Assalâmu‘alaikum wa rahmatullâhi wa barakâtuh.
Pembaca yang budiman, sebagai sebuah doktrin politik, demokrasi memang bersifat problematis. Dalam tataran teoretis, demokrasi (dari bahasa Latin: demos dan kratos) yang berarti pemerintahan rakyat mustahil diwujudkan. Mengapa? Karena mustahil seluruh rakyat terlibat dalam pemerintahan. Adanya sistem perwakilan dalam demokrasi hanyalah kamuflase dari sebuah pemerintahan rakyat. Pasalnya, mana bisa pemikiran dan suara segelintir orang wakil rakyat mewakili pemikiran dan suara sekian puluh bahkan ratus juta orang?

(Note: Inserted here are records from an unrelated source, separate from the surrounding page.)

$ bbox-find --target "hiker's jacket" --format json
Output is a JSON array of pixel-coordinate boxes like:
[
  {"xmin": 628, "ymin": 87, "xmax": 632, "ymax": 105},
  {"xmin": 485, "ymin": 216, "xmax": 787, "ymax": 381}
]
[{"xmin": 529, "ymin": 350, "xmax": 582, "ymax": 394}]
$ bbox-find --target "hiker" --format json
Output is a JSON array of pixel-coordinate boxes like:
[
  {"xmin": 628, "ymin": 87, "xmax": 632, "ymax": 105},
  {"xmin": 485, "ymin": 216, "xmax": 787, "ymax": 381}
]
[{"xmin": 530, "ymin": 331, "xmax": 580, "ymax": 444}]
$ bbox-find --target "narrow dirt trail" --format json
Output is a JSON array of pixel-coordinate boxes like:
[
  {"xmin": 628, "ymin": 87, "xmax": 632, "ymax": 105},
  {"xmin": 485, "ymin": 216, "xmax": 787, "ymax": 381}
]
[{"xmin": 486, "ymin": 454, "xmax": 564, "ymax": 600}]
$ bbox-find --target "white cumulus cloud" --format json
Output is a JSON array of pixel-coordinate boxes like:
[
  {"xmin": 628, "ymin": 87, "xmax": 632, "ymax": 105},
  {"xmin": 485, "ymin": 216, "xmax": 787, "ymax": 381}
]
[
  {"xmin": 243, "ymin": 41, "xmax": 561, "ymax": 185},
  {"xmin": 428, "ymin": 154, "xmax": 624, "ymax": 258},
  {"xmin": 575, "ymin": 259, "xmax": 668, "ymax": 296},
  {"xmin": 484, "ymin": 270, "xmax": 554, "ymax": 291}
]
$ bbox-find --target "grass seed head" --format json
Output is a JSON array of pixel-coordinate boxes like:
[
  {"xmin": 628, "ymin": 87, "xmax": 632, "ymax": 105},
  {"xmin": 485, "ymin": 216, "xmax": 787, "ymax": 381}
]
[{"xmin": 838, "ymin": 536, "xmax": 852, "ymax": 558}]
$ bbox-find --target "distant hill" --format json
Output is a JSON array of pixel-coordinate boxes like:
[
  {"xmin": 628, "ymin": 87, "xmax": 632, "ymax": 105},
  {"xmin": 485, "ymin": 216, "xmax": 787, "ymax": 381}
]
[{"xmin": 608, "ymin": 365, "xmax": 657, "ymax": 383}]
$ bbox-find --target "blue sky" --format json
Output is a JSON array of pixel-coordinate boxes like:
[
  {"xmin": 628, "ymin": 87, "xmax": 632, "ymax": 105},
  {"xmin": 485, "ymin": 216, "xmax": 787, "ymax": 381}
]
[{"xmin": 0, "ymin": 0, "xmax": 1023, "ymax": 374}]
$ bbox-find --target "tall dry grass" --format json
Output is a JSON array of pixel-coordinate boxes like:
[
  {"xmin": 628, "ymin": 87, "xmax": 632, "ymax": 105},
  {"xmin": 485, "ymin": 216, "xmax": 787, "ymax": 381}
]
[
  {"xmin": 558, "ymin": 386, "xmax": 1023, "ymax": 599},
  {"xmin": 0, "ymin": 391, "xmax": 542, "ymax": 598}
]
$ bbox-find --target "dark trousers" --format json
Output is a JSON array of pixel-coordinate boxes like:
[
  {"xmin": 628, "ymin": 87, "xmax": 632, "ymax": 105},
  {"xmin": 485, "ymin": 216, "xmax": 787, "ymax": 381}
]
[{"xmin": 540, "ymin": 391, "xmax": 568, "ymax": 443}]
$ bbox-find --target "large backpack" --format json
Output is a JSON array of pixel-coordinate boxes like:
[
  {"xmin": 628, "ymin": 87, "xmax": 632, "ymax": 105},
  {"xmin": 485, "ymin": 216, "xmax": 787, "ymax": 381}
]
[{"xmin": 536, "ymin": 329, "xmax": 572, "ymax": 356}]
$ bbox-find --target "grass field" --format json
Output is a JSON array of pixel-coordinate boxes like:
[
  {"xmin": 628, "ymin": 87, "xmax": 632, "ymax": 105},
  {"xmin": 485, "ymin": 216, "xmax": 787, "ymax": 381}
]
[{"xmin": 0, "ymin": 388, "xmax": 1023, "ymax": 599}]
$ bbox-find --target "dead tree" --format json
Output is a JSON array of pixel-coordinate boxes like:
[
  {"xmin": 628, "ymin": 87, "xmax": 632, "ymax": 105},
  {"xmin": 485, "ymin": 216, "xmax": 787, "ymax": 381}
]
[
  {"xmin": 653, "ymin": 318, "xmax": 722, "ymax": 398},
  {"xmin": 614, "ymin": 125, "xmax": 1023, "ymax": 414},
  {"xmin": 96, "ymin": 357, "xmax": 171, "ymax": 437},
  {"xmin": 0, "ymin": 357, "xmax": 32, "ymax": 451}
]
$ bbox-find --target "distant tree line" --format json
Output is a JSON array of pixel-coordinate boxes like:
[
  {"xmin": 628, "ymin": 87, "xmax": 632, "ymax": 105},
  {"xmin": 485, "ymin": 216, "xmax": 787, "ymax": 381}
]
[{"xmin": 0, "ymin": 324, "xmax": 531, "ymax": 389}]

Mana bisa satu kepala mewakili ratusan ribu bahkan jutaan kepala yang isinya berbeda-beda?
Secara praksis, demokrasi pun amat diragukan, bahkan oleh Aristoteles sendiri, seorang filsuf Yunani kuno, tempat ‘bayi’ bernama demokrasi lahir. Kata dia, pemerintahan yang didasarkan pada pilihan orang banyak (demokrasi) berpeluang dipimpin oleh para demagog sehingga bisa berubah menjadi sebuah kediktatoran. Mantan PM Inggris pada masa Perang Dunia II, Winston Churchill, juga mengakui demokrasi sebagai model terburuk dari sebuah sistem pemerintahan. Memang, dia pun mengklaim bahwa meski demikian demokrasi tetap yang terbaik. Namun sesungguhnya, klaim terakhir ini didasarkan pada sebuah ketidakjujuran. Mengapa? Karena ia tidak mau menoleh sama sekali pada sistem pemerintahan Islam (Khilafah) yang sejatinya jauh lebih baik daripada sistem pemerintahan demokrasi.
Sebagai Muslim, kita pun pantas menolak demokrasi. Mengapa? Karena demokrasi identik dengan kedaulatan rakyat. Dalam demokrasi, rakyatlah—melalui para wakilnya yang notabene manusia—yang memiliki otoritas membuat hukum. Allah SWT, Pencipta manusia, justru selalu disingkirkan perannya sebagai satu-satunya Pembuat hukum (Asy-Syari’). Karena itu demokrasi adalah sebuah bentuk kesyirikan yang wajib ditolak.
Bagaimana jika demokrasi hanya dijadikan alat ataupun sarana perjuangan umat Islam untuk sampai pada tampuk kekuasaan? Faktanya, ini pun sama problematisnya. Alih-alih menjadikan demokrasi sebagai alat atau sarana perjuangan, umat Islam justru diperalat oleh demokrasi untuk melegitimasi semua perundang-undangan dan kebijakan yang acapkali bertentangan dengan akidah dan syariah Islam. Itulah realitas politik yang terjadi di negeri-negeri Muslim yang menerapkan demokrasi, tempat partai-partai Islam bergumul dengan dirinya sendiri hingga acapkali mengorbankan idealisme bahkan agama mereka.
Di seputar itulah tema utama al-waie edisi kali ini, selain sejumlah tema lainnya yang tentu amat penting diketahui. Selamat membaca!
Wassalâmu‘alaikum wa rahmatullâhi wa barakâtuh.